Report on Kilauea (United States) — 12 May-18 May 2010
Smithsonian / US Geological Survey Weekly Volcanic Activity Report,
12 May-18 May 2010
Managing Editor: Sally Kuhn Sennert
Please cite this report as:
Global Volcanism Program, 2010. Report on Kilauea (United States). In: Sennert, S K (ed.), Weekly Volcanic Activity Report, 12 May-18 May 2010. Smithsonian Institution and US Geological Survey.
19.421°N, 155.287°W; summit elev. 1222 m
All times are local (unless otherwise noted)
During 12-18 May HVO reported that activity at Kilauea continued from the summit and the east rift zone. At the summit, occasional rising and falling of the circulating lava-pool surface continued at the deep pit inset within the floor of Halema'uma'u crater; glow from the vent was visible. The plume of gas and ash from the summit vent drifted SW. On 14 May the sulfur dioxide emission rate measured at the summit was1,000 tonnes/day. The surface dimensions of the lava pool were an estimated 60 m by 90 m on 17 and 18 May.

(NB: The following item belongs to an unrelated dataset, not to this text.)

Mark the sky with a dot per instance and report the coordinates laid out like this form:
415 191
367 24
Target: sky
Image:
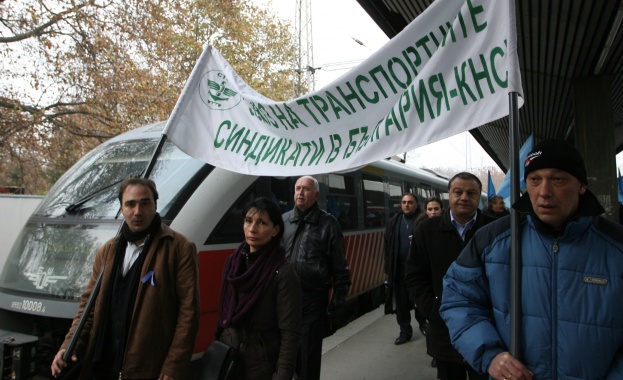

At the east rift zone, lava flows that broke out of the TEB lava-tube system had advanced down the Pulama pali onto the coastal plain and headed S into the ocean. Geologists confirmed a collapse of a 17 m by 75 m sliver of Pu'u 'O'o crater's N rim that occurred on 11 May.
Geological Summary. Kilauea overlaps the E flank of the massive Mauna Loa shield volcano in the island of Hawaii. Eruptions are prominent in Polynesian legends; written documentation since 1820 records frequent summit and flank lava flow eruptions interspersed with periods of long-term lava lake activity at Halemaumau crater in the summit caldera until 1924. The 3 x 5 km caldera was formed in several stages about 1,500 years ago and during the 18th century; eruptions have also originated from the lengthy East and Southwest rift zones, which extend to the ocean in both directions. About 90% of the surface of the basaltic shield volcano is formed of lava flows less than about 1,100 years old; 70% of the surface is younger than 600 years. The long-term eruption from the East rift zone between 1983 and 2018 produced lava flows covering more than 100 km2, destroyed hundreds of houses, and added new coastline.